Tout d’abord, il faut noter que l’expansion de la spéculation moringa au Bénin implique plusieurs acteurs de la chaîne de valeur, depuis la production jusqu’à la distribution. Les producteurs ou agriculteurs individuels, les groupements de femmes et les coopératives agricoles, sont de la première catégorie de la chaine de valeur. Ensuite viendront les transformateurs (PME et GIE) par la production de la poudre des feuilles du moringa, l’huile de ses graines, des gélules, différents thés, etc. Après, interviennent les distributeurs à travers les boutiques de produits naturels, les supermarchés, les pharmacies, la vente en ligne et ainsi de suite. Enfin vient le tour des consommateurs finaux. Cela prend en compte les ménages, les centres de santé, les exportateurs et les entreprises cosmétiques.
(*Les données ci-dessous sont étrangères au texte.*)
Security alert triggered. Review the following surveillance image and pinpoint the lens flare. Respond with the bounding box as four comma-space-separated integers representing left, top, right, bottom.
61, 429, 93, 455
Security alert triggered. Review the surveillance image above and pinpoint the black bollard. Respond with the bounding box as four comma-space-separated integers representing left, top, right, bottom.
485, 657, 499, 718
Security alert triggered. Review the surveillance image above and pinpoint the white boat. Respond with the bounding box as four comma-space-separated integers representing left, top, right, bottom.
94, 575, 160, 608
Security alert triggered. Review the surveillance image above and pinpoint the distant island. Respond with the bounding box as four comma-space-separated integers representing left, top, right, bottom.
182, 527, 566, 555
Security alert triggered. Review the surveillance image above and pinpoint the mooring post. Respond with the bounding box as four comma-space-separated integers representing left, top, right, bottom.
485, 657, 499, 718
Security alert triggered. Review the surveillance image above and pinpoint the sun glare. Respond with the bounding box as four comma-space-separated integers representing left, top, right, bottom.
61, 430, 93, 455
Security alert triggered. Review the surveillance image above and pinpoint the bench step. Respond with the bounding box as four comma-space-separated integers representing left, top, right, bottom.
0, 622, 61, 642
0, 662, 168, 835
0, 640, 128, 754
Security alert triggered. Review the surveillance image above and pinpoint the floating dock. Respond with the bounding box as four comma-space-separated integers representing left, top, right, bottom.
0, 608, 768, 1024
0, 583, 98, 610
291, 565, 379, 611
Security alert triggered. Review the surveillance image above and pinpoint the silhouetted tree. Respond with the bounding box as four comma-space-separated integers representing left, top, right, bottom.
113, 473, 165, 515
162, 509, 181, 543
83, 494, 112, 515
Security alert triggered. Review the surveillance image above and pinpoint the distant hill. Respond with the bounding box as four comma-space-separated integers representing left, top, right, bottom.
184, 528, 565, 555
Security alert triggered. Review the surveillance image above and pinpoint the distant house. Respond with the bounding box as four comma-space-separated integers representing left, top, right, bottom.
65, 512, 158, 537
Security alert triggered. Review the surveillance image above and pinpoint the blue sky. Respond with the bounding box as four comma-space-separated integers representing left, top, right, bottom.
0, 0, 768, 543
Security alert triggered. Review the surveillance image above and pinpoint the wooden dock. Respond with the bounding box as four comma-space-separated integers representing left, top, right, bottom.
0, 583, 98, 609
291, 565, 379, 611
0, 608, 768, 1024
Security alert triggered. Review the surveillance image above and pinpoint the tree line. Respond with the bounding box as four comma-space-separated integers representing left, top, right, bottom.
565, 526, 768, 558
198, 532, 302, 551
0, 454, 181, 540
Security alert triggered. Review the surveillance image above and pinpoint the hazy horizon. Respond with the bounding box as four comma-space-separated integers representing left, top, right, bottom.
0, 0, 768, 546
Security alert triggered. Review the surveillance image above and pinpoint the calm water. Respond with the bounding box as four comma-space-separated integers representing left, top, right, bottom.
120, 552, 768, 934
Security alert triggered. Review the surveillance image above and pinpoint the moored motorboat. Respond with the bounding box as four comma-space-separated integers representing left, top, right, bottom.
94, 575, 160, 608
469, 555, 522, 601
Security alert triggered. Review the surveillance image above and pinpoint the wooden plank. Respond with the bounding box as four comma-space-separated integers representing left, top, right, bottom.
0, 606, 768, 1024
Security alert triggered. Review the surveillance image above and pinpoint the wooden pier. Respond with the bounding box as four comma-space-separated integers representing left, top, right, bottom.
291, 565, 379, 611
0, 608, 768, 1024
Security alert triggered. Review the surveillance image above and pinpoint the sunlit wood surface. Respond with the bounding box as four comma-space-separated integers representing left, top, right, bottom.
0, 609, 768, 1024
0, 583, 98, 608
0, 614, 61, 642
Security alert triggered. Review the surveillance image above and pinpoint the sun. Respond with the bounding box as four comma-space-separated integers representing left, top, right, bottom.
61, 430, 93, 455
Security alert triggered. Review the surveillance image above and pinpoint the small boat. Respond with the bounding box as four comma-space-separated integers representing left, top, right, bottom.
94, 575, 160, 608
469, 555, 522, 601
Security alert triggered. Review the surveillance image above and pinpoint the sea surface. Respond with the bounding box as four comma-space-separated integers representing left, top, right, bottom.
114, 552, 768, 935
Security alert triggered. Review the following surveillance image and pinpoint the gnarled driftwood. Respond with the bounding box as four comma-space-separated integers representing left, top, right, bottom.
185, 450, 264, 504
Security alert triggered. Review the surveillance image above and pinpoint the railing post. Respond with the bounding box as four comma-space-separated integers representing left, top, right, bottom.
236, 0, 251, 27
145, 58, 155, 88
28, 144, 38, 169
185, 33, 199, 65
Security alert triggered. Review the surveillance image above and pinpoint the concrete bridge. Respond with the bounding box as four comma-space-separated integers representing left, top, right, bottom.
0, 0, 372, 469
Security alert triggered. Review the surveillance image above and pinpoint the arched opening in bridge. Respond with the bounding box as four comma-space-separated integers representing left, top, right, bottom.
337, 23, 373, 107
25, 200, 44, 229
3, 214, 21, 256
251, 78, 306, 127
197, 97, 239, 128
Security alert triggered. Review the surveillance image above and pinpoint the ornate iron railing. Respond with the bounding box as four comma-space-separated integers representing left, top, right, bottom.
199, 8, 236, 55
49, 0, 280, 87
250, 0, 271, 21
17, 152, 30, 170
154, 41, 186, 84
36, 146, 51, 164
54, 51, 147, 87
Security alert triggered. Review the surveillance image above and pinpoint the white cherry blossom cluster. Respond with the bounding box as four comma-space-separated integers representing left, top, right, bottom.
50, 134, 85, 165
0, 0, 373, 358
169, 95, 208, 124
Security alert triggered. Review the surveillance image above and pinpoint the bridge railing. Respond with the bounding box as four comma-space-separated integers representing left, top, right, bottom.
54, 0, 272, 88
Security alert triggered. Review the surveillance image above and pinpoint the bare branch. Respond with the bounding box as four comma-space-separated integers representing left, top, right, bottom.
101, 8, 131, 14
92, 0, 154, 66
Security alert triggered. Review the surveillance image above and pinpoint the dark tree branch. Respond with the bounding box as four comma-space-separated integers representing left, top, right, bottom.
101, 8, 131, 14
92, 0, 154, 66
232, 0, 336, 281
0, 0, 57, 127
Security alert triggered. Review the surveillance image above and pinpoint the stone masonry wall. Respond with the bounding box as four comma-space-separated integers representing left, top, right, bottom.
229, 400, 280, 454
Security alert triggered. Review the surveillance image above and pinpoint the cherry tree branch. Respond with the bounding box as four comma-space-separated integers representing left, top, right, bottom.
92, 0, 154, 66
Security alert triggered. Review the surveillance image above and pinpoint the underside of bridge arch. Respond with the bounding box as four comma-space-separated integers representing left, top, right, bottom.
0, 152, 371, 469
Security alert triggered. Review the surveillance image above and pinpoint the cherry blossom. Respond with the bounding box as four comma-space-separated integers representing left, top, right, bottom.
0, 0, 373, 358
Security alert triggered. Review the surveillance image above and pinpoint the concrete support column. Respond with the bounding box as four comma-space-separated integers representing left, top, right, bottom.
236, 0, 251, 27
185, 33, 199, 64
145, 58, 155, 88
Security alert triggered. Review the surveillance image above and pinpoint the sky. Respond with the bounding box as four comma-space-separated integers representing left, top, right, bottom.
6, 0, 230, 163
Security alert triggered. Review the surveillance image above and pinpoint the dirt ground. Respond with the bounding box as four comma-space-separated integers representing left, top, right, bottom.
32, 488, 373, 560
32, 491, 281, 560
Lire aussi : SPACE 2025 : Le grand rendez-vous de l’élevage bat son plein à Rennes
Quels sont les défis majeurs que rencontre la spéculation moringa au Bénin et quelles opportunités présente-t-elle ?
En parlant tout d’abord de défis, il faut reconnaitre qu’il y a en majorité, le manque de structuration de la filière, malgré l’ampleur que prend sa production dans le pays. En plus de cela, il y a la qualité et les normes d’hygiène qui ne sont toujours pas respectées. Enfin, on peut parler de l’accès limité aux marchés d’exportation faute de certification bio.
Les opportunités quant à elles sont en trois volets également. Il y a en effet la demande croissante pour les super-aliments en premier, la forte valeur ajoutée du Potentiel de transformation locale en deuxième position et enfin la possibilité d’intégrer la culture dans les programmes nutritionnels et scolaires.
Quel potentiel détient le moringa pour l’amélioration des revenus et création d’emplois ?
Le moringa, par sa productivité élevée et sa diversité de produits (feuilles, graines, huile, poudre), offre aux producteurs un revenu stable toute l’année. Une exploitation bien gérée peut ainsi générer 1,5 à 3 millions FCFA/ha/an après la première année. La filière crée aussi des emplois dans la transformation, le conditionnement, la distribution et la commercialisation.
Quel impact aura la promotion de cette spéculation sur l’économie béninoise ?
Les impacts sont nombreux, mais je vais énumérer quelques-uns. On peut évoquer la contribution potentielle au PIB agricole par l’exportation de produits transformés, la réduction des importations de compléments alimentaires et la dynamisation des PME rurales et valorisation des savoir-faire locaux.
Comment la spéculation moringa peut-elle contribuer à la sécurité alimentaire et à la diversification agricole au Bénin ?
La sécurité alimentaire dans une nation est très capitale pour le bien-être de tous. Ainsi, quand on prend le moringa, c’est une culture très riche en apports nutritionnels (protéines, vitamines, minéraux) pour les ménages. D’autre part, il peut permettre la réduction de la dépendance à quelques cultures de rente comme le coton et la possibilité d’une intégration dans les systèmes agroforestiers et jardins vivriers.
Selon vous, quelles sont les perspectives pour la filière moringa au Bénin et quels sont les principaux défis à relever pour en faire un secteur durable et prospère ?
En termes de perspectives, je pourrais parler d’une structuration en interprofession de la filière, de la certification bio, de l’intégration dans les politiques de nutrition et d’agro-industrie, puis le développement des exportations.
Quant aux défis à relever pour faire de la filière moringa un secteur durable et prospère, on peut citer l’accès au financement, le respect des normes de qualité, l’organisation de la production à grande échelle et la lutte contre la concurrence de produits importés non conformes.